How To Get A Safe Upstairs


Getting your gun safe into your home is challenging enough, even when you how how to do it, but if you need to go up a flight of stairs to get it to the second floor? That can get really difficult and dangerous. Your best bet is to have a professional safe mover do the job for you. This way you don't risk injuring yourself or damaging your safe or home. However, we know a lot of folks still want to move their safe on their own, so we've come up with some tips to help you get it safely upstairs.

 

The Prep Work

Before you start the job, make sure you've accounted for everything. You want to be sure the equipment will hold, the safe will go where you need it to go, and the people involved won't be in a bad spot if something starts to fall.

 

Good prep work can mean the difference between this...

... and this.

Here are some tips to help you get prepped for the job.

 

• Get help: The first thing we recommend is getting help. Please don't attempt this alone. Even if you think you can do it, just one slip can do a lot of damage. Get someone to help you, two if you can. Make sure the whole crew is wearing heavy-duty gloves and closed toed shoes.

This might sound like a lot of doom and gloom, but you really want to protect yourself, your helpers and your property.

• Know your dimensions: You also need to know the dimensions and weight of your safe, as well as the dimensions of the entire path the safe will be going. Since you'll likely be working with tight corners and turns, keep in mind the little things that can snag, like the lock and handle.

• Get the right equipment: The right equipment always makes a hard job easier. A heavy duty dolly, strong movers straps, thick moving blankets, all of these can help prevent damage. Make sure the equipment can actually handle the weight of the safe. If you don't have what you need, there are some companies that will rent this sort of equipment. Also, it may sound obvious, but make sure everyone involved knows how to use the equipment you choose.

• Plan it out: Will each step of the stairs be deep enough to hold the safe and the moving equipment without it slipping off? Can you make the turn on all the landings? Will the width from the wall to the rail be wide enough to accomodate the safe and the equipment you're using? It's important to be sure everything will fit before you start. You don't want to find out halfway up the stairs.

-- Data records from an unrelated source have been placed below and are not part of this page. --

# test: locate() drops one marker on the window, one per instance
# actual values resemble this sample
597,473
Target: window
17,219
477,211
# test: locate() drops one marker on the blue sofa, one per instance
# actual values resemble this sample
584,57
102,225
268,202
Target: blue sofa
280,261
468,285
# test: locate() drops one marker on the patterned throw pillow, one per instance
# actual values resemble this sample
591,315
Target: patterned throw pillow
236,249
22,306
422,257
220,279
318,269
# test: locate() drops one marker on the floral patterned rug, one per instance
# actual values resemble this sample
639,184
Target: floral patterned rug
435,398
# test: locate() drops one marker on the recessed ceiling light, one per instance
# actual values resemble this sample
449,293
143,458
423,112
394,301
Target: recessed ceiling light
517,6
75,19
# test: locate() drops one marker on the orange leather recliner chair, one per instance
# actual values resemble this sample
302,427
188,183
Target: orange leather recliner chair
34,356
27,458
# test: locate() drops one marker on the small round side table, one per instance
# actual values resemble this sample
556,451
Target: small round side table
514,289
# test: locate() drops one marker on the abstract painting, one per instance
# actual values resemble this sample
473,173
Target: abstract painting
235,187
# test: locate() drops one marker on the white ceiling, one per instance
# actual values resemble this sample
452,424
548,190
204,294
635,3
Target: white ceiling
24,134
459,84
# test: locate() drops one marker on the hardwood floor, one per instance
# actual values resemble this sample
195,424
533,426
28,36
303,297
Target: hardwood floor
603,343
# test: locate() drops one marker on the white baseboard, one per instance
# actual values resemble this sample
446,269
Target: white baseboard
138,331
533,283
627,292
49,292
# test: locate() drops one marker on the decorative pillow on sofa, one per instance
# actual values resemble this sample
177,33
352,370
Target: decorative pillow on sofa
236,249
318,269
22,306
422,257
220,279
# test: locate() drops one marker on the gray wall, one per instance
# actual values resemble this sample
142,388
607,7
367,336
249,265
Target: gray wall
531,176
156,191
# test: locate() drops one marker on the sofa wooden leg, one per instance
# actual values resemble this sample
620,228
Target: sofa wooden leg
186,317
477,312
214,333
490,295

• Empty the safe: This will make life a lot easier for you, even if the safe contents aren't extremely heavy. Aside from the extra weight you have to manipulate going up a flight of stairs, if something gets loose inside it can suddenly shift the weight of the safe, causing problems keeping things balanced.

 

Moving The Safe Upstairs

Before you start moving your safe, we want to give you a word of advice that every professional safe mover takes to heart; If you ever lose control and the safe starts to fall, get out of the way. Don't be a hero, no property is worth your health.

 

A lot of the instructions below seem straight forward, but these are details that can give you insight you otherwise might not have had.

 

Alright. Once you've got everything worked out, you're ready for the move. The instructions below are assuming you're using a heavy duty manual dolly. These are the general instructions you want to follow, but adjust as you need to. Just make safety first.

 

1) Securely wrap the safe in moving blankets if you have them. This can protect straps from rubbing into the safe, plus protect both the safe and to an extent the stairs, railing and walls.

 

2) Tip the safe up enough to get the tow plate of the dolly underneath.

 

3) Take your straps and cinch up them up tight enough that the safe doesn't move from the dolly at all.

 

4) Tilt the dolly back until you have the weight evenly on the wheels and under control.

 

5) Wheel the safe to the first step of the stairs. If you're on tile or marble, this should be easy. If you're on carpet, the wheel could sink into the carpet and foam a bit, so just make sure you take it slow and keep control of the weight.

 

• The ideal set up is this:One person at the top pulling the safe, two people at the bottom pushing the safe. The person up top takes the lead, starting each lift up and controlling where the safe goes and when it stops. The two people on bottom are following his lead, controlling the weight. The leader should communicate a lot, letting the guys below know what's happening and when.

 

6) Pull the safe up until the wheels rest on the first step. This is your first testing spot to evaluate how much control you have of the safe before you start up the rest of the flight. Be sure that when the wheels rest on the step, it can rest without tilting forward and that any braces on the back of the dolly aren't preventing you from keeping the weight of the safe balanced.

 

7) If you know you have control of the safe and it will rest safely on each step going up, keep pulling the safe up one step at a time. Don't begin another stair up until you have complete control of the safe.

 

One last note on safety: Remember that the person or people below the safe are taking the most risk. Communicate. A lot. Let them know what you're doing every step of the way. If the leader up top ever feels like he's losing control, talk things through before things really get out of hand, and if it comes to it, get the crew out of the way and let the safe fall. We would all like to think nothing will happen, but accidents are never planned.

 


Moving a safe is rough enough on its own, but moving a safe up a flight of stairs can be dangerous, even if you know how and you've done it before. We want you to stay safe and healthy, so please be careful, think things through and use common sense and caution.